La alegoría de signos que presenta la puesta ayuda a aminorar la crueldad de lo que se está contando: en Laguna del Rey ya no existe un motivo para vivir. Muchas veces escuchamos personas quejándose de que en el lugar donde viven no hay nada que hacer. Es mucho más desgarrador saber que hay lugares en donde no hay nada que ser. No hay posibilidades de chambear porque escasean el trabajo en la mina, no hay posibilidades de formar familia porque los hombres se van del pueblo, no hay posibilidades de sobrevivir porque no hay con qué vivir.
La obra se sale de la forma cotidiana de contarnos las cosas tanto en lo textual como en lo escénico. Incluso habría quien pueda decir que no sucede nada en la obra. El reto de trasladar una crónica periodística a un escenario teatral implica buscar nuevos lenguajes para contarla. No necesariamente crear uno, sino jugar con la hibridación y disfrutar al mutante. A eso tiene que estar dispuesto uno al ver una obra de Chías.

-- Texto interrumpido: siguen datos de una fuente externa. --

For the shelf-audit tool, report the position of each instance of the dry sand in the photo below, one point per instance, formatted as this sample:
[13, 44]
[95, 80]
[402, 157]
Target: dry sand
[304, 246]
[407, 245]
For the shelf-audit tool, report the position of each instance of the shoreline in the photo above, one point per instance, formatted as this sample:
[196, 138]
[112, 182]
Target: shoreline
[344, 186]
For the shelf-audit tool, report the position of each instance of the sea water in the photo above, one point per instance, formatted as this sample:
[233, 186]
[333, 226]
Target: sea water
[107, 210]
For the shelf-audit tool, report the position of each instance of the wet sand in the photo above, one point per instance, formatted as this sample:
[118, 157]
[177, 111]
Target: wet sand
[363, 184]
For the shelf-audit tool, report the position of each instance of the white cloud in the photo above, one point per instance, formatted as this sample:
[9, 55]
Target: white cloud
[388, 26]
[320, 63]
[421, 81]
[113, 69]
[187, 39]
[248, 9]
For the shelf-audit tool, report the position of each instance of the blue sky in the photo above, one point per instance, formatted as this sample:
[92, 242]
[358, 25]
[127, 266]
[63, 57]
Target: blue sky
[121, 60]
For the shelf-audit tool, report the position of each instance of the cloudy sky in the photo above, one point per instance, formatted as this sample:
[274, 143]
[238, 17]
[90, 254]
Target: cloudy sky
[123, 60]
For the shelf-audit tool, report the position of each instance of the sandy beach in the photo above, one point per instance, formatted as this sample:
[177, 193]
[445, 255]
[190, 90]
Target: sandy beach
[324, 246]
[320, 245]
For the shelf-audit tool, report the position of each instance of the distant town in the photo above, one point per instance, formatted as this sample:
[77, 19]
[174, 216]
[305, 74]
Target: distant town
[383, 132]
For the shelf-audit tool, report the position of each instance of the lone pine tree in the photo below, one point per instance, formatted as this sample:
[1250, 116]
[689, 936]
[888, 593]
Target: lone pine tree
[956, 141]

Estamos en camino de que este país se convierta en Laguna del Rey. Aunque vivamos en un país mágico y surrealista, no podremos echarle la culpa de que la gente se quiera morir por las brujas que se chupan el alma de los vivos o por animales que le hablan en la gente (ambas cosas han sucedido en Laguna del Rey). Las oportunidades se acaban y con ellas las esperanzas. Quizás esos pequeños actos de humanidad, como sentarnos frente a otra persona a escuchar su historia, nos podrán salvar de la barbarie.